The Network State book is Balaji’s practical guide how to do it, starting from startup societies with a clear moral innovation in the form of the One Commandment (like “self-driving cars are good”) and later forming highly-aligned communities in the form of network unions, then crowdfunding land and creating network archipelagos that are linked through internet and blockchain, and eventually gaining some form of diplomatic recognition.

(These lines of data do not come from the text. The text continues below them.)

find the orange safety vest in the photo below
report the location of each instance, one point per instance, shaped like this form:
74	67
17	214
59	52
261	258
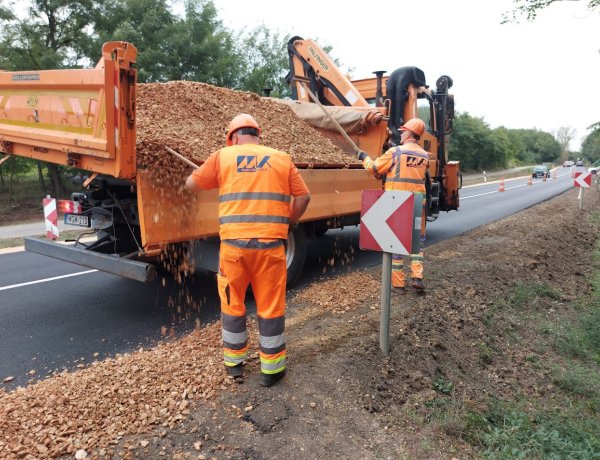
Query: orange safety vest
254	192
408	168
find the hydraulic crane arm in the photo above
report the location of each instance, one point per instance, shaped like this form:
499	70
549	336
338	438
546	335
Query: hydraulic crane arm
332	87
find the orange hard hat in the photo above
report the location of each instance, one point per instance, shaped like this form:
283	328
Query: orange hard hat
243	120
414	125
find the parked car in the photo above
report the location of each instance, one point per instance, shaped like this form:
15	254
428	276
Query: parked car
540	171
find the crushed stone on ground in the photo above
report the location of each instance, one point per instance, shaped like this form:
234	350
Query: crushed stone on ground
341	397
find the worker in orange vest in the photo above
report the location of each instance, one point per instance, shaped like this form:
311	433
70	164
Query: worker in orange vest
256	185
405	168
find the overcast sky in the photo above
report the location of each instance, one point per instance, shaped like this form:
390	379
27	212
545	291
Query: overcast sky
542	74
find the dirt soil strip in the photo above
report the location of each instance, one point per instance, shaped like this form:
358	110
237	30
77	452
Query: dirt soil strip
341	398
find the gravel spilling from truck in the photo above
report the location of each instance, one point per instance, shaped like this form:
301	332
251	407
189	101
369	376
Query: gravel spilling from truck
176	401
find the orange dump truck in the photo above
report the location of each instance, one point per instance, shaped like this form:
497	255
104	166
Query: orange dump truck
86	118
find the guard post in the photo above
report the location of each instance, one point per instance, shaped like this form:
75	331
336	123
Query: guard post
390	223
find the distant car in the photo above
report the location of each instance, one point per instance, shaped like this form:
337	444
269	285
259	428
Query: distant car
540	171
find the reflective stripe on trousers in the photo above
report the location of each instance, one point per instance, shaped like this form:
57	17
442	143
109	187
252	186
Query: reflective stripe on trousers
265	270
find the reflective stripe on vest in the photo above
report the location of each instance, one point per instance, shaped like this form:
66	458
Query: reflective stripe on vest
254	192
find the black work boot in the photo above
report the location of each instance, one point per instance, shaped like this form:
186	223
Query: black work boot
235	371
399	290
417	283
266	380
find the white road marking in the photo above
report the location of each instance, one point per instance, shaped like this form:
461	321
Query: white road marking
46	280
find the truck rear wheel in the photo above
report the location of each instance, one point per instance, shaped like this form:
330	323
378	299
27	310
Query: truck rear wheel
295	254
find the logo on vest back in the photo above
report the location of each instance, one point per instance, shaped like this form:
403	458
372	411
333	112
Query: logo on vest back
414	162
252	163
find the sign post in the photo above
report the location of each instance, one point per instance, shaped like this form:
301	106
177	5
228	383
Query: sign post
582	180
50	217
388	224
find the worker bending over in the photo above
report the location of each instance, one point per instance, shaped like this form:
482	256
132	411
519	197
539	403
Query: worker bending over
404	168
255	184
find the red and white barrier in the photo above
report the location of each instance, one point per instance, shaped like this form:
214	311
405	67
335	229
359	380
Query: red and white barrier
51	218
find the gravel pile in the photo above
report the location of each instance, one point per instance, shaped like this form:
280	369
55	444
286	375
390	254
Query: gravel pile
93	408
192	119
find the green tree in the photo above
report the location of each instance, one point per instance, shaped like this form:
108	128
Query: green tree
194	46
475	145
265	62
564	135
590	147
52	36
530	8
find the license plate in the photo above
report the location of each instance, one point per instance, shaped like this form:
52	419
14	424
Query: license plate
77	219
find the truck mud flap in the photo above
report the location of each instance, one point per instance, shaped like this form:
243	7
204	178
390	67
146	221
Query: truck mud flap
139	271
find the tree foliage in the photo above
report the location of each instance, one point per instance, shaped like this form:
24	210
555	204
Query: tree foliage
530	8
590	147
478	147
194	45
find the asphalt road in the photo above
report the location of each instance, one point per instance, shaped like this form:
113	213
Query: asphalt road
55	315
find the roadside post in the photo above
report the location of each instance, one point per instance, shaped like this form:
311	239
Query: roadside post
390	223
50	217
582	180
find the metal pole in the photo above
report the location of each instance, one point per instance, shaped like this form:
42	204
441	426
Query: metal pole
386	288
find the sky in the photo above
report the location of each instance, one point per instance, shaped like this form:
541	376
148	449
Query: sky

Pierre Teilhard de Chardin coined the term noosphere over 100 years ago, way before the internet. Almost 25 years ago, the RAND corporation wrote on Noopolitik and revisited the topic in 2020 with the Whose Story Wins publication that also mentions Memetic Tribes and Culture War 2.0 paper by Peter Limberg and Conor Barnes from 2018. I wrote about noopolitics, arguing that it shouldn’t be about “whose story wins in the short-term”, but about “whose story is the most regenerative to our global commons in the long-term”.

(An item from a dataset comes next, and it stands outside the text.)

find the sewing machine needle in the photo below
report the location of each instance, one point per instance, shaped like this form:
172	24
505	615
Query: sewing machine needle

Enter Balaji and his tribal lens, his new two-part content presented at the Moment of Zen podcast. He acknowledges that there are many (memetic) tribes, but these can be seen as sub-tribes and simplified into three tribes: Red, Blue and Grey. The US is becoming a bi-national state, an uneasy alliance of Red and Blue. Almost no Democrats are marrying Democrats and vice-versa. The Blue and Red are becoming like Shia and Sunni.
The Grey tribe is very small compared to Red and Blue, and it was coined by Scott Alexander in an off-hand remark in one of his blog posts. Greys can be seen as Blue defectors, and people with STEM or better STEAM skills – creators who can also count and code. Elon Musk being the archetypal example of our times.
The Blue elites are very competitive and they hate heterodox thinkers and anyone who questions their worldview. They hate any outgroup and try to destroy its reputation. Instead of conspiracy theory, we should embrace what Balaji calls a community theory – an emergent behavior and coordination of very tribal and competitive people, whose actions can be seen as benefiting Blue and hurting Red or Grey.
Balaji presents a tribal lens strategy of tech-Zionism for what he calls SF maximalists – people who love San Francisco as bitcoin maximalists love bitcoin. His tribal lens is a tool to help win SF back for the Grey tech tribe. It is the opposite of his network state strategy that is more suitable for the crypto folks and digital nomads who are “cloud first, land last, but not land never”.
Tribal lens are like AR glasses - you instantly see the world polarized into these three big (meta)tribes of Red/Blue/Grey. Polarization is good, says Balaji - polarization means organization. Especially if we polarize around productive and important axes, differences and scissor statements like tech-progressivism is good and decentralized AI, Crypto, Social are good.
With emphatic triggers on social media, we get what I call ASAP asabiyya. Balaji talks about cloud cartography, or how whole online continents can emerge out of thin air.
When “all that is solid melts into air” we need a counter move - cloud communities that are printed onto the land.